I have found myself being under a lot of pressure these days. My life has changed. Creativity is accelerating all around me. Change is happening everywhere. Am I demonstrating grace as it happens? I’m sure you are aware that when you say anything publicly there is increased pressure. It may invite challenge from others who want to test whether you really mean what you said. But a public declaration of intention can also invite the creative pressure from within that you need to enter a new state of being.

So, I want to say there is nothing I want more in my life than to stand in the authority of my being and say, “I am a priestess of the Most High.” Do you want to do that with me?

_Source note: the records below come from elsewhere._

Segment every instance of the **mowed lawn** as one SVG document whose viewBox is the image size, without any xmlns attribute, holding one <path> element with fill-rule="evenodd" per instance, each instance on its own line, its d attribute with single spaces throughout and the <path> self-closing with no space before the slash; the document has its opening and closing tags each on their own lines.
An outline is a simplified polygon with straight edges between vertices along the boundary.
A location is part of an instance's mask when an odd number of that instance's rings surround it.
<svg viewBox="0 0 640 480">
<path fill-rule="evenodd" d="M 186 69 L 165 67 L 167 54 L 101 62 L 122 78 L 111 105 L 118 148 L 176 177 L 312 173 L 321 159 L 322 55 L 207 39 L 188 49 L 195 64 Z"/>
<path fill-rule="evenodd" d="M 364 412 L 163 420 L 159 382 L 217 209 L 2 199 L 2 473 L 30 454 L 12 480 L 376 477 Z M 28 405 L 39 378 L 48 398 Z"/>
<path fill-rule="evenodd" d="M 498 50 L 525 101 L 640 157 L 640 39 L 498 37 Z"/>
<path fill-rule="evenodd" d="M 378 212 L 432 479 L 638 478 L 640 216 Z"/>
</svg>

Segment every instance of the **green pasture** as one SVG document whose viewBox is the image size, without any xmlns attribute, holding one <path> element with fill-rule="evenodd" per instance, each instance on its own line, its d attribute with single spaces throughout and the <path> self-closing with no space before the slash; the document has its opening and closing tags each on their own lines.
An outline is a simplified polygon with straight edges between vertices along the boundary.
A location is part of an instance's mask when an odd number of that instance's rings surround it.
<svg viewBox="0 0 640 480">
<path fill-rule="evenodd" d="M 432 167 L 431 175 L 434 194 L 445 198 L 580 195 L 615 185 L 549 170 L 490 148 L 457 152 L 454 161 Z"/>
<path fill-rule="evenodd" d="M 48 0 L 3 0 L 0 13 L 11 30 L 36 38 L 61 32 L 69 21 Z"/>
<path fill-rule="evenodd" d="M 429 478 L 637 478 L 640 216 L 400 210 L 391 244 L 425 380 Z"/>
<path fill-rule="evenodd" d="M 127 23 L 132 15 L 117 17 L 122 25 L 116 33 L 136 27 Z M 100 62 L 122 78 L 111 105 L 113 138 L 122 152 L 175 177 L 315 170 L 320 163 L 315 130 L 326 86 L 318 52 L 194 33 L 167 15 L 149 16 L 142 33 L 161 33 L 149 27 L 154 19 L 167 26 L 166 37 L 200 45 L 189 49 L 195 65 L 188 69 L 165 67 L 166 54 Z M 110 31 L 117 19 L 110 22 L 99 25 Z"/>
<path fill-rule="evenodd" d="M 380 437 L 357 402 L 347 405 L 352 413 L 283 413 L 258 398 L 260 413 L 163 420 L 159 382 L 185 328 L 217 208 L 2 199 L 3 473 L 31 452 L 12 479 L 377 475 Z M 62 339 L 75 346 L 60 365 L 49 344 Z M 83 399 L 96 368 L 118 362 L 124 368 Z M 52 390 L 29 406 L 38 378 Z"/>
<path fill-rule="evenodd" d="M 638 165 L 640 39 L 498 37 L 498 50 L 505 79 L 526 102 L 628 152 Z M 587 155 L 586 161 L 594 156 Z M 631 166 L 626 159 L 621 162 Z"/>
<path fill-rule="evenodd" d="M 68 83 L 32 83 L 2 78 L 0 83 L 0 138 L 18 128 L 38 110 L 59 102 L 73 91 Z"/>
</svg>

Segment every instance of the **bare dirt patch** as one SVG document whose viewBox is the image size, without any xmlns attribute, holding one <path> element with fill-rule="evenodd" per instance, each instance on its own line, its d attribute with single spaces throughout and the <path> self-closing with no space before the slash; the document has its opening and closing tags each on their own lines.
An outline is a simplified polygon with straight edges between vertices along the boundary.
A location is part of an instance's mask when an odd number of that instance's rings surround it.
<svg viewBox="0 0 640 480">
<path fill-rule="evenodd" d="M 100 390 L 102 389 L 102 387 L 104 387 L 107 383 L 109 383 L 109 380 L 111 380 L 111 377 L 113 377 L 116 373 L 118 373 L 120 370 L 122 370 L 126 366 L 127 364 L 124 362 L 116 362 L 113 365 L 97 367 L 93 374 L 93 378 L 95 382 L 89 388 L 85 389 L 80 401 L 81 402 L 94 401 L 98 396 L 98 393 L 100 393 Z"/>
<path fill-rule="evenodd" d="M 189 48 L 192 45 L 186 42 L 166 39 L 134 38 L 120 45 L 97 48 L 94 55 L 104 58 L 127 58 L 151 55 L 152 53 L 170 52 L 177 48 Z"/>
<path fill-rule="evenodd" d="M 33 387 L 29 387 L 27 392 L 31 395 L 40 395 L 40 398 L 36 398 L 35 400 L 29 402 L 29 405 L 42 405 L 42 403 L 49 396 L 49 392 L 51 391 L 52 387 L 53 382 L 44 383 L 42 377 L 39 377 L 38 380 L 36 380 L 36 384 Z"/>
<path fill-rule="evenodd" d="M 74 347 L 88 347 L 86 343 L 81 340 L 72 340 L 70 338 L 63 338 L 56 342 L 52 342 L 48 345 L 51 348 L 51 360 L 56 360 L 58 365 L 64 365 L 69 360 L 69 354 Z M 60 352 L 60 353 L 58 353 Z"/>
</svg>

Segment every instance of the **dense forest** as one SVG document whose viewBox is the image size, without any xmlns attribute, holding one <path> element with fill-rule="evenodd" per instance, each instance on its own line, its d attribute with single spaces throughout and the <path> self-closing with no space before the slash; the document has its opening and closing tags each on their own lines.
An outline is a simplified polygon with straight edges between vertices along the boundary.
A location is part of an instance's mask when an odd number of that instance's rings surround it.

Many times people start analyzing, “Well, what the heck does that mean?” So I’ll give you the simple explanation: It means I will stay in the stature of the highest I know, the truth and the love that I know, and let all the parts of me come with me. I will let my primal spirituality be my reference. And I will discover and create with my friends who want to do that with me, and see how the world will change.

Recently, the attorney general of the state of Washington challenged the ban that our president is putting on people coming into the United States of America. He used the Constitution as a reference point to make sure things are accurate to that document. It is the foundational agreement for this country. The attorney general of Washington is asserting that the president is making a decision that is not in agreement with the Constitution.

My constitution is the living pattern contained within our primal spirituality. My constitution is the living temple. This is what sets the pattern—not my great ideas or plans. My commitment is oriented in the highest place I know, so I’m going there. It is a vibrational place. It is a living temple. It is my holy home.

I will keep it and care for it and create this living temple with everyone and anyone who wants to do that with me. It is our holy home.

There are people who will read these words, including some I haven’t met, who are interested in doing this and who are already doing it with me. I already know their spirit because they are keeping and honoring the holy home we all share, letting the things that are not holy be burned up, and being graceful in the process.

As Mike Tyson once said, Everybody’s got a plan until they get punched in the mouth. Most everybody wants to be holy and graceful. And then something major comes up that says, “Oh, really?” As a child, I used to interpret that as God asking me to “prove it.” But that’s not really what’s happening. The “Oh, really?” comes when it feels like I’ve been punched in the mouth and I ask myself, Do you really want to do this? Do you really want to create this living temple? I want to be accountable. I want to know the holy home on earth, and so I need to help create it.

The pressure is actually coming mostly from within me, not from above me, not from someplace outside me. It’s coming as I am putting myself right up against the words that I speak: I will. This is important to me, and I will honor it; and I will create a holy, living temple with whoever wants to do that with me.

We created this course to allow people to be in the vibration of grace and feel what it’s like to be in that temple space, and then see if they want to keep going, creating and living in temple space. They have a chance to participate in the sacrament of commitment. So do we all. And it’s not for everyone. There is so much I want to do with my life, and there is a lot that can only happen with others if there’s agreement about creating the living temple and being there together.

In that place, there is an experience of communion with the invisible and the holiest thing you know. Keep coming. Keep coming to your highest and finest, to the Beloved that you know is you. It’s you. It’s me. It’s us. Here in this Living Temple.